Did you know that some Canadian banks will reduce your interest rate on a mortgage by as much as one per cent if you invest in certified Energy Star appliances, windows, or heating and cooling equipment in your house? That can add up to $2,000 in your pocket. Meanwhile, the Canadian Mortgage and Housing Corporation gives qualified homeowners a 10-per-cent green refund on mortgage loan insurance premiums if you buy or build an energy-efficient home, or make energy-saving renovations to existing homes. For more information:

Which, as far as it goes, is a good idea. But it des not go nearly far enough. Why not “location efficient mortages”? Transportation is a very large chunk of most household budgets. If someone can find a home close to work for at least one household member, than the savings of not owning a car are considerable, leaving the occupants more disposable income – just like the energy savings in an energy efficient mortgage. In fact I would hazard a guess that most families spend more on transportation than they do on electricity and heating fuel.

There is also a major social benefit too. It is more likely that people who live close to work will be healthier – if they walk or cycle to work. And they make less demand on the transportation system as well.

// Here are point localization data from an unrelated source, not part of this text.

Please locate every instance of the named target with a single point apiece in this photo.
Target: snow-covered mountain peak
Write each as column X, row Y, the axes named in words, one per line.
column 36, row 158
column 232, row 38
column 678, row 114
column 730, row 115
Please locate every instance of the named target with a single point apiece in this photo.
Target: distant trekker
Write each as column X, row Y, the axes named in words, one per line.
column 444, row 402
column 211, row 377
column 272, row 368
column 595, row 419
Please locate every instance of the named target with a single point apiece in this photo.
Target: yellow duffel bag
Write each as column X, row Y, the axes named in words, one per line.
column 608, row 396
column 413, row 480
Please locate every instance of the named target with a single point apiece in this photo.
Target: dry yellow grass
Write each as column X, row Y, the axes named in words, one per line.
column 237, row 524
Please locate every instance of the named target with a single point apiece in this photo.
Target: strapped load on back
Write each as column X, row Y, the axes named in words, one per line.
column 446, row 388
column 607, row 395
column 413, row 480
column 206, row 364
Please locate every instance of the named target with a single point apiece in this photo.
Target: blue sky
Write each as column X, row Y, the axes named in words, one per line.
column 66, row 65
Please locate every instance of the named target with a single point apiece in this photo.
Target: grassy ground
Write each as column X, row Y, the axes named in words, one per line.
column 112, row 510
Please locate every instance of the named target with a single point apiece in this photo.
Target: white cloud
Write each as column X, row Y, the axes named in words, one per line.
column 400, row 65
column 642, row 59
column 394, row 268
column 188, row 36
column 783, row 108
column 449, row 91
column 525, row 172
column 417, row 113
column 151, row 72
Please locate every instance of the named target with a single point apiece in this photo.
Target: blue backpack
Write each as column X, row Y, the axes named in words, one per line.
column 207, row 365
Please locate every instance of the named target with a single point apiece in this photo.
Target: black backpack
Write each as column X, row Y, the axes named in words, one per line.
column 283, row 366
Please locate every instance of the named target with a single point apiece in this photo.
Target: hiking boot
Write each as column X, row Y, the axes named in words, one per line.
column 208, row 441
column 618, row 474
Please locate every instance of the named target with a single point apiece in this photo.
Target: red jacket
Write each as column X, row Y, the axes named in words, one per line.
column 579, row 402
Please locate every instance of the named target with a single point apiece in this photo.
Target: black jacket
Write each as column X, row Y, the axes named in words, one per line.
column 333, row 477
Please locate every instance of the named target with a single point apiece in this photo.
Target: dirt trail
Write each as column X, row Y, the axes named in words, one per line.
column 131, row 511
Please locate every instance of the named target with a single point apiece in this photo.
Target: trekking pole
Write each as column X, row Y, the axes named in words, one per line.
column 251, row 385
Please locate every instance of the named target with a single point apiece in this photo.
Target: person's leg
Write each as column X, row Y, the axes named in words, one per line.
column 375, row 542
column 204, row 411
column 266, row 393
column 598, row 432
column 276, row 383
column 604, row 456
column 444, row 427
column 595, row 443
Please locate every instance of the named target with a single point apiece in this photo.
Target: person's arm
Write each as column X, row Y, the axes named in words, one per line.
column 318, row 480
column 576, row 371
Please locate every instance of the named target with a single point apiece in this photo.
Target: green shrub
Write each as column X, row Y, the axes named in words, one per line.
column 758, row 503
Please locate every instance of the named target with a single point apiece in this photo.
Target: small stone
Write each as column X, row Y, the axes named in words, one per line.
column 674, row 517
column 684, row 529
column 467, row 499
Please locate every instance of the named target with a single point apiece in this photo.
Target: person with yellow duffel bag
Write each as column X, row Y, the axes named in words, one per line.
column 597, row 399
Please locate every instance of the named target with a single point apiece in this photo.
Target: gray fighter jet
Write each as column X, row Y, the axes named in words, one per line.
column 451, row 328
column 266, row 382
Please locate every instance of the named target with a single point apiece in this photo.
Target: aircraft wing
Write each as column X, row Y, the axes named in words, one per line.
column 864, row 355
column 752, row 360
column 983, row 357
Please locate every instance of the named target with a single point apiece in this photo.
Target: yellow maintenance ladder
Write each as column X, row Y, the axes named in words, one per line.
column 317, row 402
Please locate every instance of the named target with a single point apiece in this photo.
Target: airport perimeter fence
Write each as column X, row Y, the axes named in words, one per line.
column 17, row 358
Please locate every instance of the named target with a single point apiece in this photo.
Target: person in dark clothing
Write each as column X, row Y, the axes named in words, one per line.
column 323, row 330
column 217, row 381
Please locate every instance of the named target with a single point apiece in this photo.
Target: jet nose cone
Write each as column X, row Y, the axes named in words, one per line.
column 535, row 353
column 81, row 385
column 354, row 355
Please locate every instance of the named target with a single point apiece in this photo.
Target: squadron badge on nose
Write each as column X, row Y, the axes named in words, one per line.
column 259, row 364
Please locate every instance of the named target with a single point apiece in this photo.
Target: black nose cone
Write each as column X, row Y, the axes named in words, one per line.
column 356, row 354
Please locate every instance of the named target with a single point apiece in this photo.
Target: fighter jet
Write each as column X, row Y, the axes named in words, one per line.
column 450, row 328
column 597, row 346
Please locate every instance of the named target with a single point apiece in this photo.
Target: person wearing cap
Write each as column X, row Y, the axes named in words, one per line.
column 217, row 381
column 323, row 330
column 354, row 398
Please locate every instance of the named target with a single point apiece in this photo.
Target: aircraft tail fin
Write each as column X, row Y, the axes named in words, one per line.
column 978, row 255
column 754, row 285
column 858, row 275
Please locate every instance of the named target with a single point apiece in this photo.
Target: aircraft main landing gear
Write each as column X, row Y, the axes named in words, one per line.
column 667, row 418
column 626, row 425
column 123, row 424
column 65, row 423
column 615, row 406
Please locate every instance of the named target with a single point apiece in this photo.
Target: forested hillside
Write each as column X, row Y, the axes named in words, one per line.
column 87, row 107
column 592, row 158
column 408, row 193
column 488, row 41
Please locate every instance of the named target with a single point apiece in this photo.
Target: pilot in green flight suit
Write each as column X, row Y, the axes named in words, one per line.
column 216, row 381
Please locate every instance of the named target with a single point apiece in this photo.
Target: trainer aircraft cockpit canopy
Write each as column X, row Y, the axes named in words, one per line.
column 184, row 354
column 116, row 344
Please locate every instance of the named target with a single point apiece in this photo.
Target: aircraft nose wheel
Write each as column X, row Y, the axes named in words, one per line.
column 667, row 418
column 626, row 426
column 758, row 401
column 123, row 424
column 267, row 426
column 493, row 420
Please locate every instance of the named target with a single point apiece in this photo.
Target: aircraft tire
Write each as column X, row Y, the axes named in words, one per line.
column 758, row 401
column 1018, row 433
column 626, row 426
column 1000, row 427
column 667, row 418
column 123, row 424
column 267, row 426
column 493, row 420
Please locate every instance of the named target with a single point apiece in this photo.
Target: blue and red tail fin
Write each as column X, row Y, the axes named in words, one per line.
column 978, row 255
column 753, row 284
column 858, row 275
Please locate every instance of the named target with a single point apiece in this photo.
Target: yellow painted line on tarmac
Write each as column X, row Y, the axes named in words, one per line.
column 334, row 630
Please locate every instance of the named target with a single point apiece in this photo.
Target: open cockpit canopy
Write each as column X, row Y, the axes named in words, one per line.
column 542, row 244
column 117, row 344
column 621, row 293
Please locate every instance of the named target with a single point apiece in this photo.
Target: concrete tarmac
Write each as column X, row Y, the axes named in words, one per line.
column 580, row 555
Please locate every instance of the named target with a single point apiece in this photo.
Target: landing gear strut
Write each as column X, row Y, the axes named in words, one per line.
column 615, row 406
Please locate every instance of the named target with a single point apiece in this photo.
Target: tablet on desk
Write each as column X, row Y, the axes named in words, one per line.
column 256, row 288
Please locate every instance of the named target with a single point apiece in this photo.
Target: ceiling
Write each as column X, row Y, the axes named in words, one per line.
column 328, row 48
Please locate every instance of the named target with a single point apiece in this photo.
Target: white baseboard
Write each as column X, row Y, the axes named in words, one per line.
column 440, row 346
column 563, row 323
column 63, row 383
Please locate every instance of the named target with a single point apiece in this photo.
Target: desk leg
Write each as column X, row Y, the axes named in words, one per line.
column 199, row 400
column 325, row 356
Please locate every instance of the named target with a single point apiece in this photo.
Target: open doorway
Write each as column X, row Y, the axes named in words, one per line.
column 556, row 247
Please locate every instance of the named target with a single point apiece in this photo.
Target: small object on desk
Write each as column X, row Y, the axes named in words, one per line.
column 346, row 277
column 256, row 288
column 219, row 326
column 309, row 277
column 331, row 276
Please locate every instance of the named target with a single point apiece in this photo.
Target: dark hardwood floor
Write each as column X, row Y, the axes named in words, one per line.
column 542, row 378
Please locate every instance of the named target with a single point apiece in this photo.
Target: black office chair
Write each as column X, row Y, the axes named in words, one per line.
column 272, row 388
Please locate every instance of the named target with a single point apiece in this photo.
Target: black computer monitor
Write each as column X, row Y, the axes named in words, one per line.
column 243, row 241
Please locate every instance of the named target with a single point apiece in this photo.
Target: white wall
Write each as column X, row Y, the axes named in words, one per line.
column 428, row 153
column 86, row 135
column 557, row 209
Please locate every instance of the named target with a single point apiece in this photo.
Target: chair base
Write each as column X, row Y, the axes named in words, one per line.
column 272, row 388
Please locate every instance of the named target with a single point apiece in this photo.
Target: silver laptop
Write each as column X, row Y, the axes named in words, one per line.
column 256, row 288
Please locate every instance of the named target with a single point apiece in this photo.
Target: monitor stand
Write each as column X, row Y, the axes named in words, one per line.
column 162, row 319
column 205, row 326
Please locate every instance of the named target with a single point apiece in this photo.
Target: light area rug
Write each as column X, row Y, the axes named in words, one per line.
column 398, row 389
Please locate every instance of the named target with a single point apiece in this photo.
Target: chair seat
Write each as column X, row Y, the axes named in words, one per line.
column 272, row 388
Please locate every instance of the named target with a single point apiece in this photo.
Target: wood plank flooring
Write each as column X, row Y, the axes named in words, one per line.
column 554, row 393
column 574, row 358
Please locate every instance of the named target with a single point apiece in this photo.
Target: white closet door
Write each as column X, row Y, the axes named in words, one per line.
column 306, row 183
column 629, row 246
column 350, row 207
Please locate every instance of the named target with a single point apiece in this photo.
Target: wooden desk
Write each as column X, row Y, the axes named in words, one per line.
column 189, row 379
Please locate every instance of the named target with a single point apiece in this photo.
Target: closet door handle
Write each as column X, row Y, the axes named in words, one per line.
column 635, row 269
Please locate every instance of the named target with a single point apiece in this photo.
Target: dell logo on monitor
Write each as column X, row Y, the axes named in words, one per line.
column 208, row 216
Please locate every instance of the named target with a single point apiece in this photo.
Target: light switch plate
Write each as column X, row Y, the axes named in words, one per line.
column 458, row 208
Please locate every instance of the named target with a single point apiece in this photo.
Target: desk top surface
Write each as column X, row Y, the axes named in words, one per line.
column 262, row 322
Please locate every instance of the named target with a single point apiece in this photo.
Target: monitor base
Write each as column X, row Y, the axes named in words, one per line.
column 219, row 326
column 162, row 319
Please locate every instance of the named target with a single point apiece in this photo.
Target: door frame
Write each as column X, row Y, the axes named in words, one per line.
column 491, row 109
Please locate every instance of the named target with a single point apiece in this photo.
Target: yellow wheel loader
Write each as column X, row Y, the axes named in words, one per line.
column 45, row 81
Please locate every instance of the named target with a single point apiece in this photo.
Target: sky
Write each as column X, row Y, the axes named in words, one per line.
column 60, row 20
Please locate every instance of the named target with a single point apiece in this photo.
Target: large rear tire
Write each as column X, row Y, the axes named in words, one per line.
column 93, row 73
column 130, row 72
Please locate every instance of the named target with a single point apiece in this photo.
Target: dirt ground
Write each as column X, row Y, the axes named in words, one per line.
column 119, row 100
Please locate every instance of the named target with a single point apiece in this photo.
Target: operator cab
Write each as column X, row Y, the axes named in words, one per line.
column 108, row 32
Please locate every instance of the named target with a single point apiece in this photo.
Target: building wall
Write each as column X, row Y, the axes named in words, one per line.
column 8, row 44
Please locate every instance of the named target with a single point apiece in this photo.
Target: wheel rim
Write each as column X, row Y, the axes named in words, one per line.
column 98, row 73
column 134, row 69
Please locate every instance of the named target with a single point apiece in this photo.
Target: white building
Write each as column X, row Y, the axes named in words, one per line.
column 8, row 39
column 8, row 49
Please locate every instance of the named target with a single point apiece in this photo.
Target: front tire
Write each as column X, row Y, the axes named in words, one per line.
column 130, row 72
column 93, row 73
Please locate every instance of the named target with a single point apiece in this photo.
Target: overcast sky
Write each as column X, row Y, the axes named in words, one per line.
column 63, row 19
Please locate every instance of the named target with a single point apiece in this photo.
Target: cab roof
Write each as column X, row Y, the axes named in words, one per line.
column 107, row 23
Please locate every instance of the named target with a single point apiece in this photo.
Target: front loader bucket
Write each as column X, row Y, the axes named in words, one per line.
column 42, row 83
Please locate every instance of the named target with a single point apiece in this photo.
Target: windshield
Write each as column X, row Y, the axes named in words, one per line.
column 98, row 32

LEMs have been around for years in the US, and most lenders will notice if you have less outgoings such as no car payments. What is missing is the CMHC who control such things as mortage ratios (housing loan to income). Since they regulate the amount that people can spend on housing, but not on transport, current policies actually promote urban sprawl. And CMHC has been well aware of this for years. It is very much like the situation with ICBC and distance based insurance. Both very good ideas, both well suited to promote TDM and reduce GHG emissions, but in both cases an unresponsive bureaucracy blocks progress and gives very unsatisfactory explanations for their inaction.

And while we are on this tack, we hear a lot about LEED buildings but not nearly enough about LEED ND. It is fine to build energy efficient homes and offices, but if their location requires long commutes any benefit is very quickly eliminated.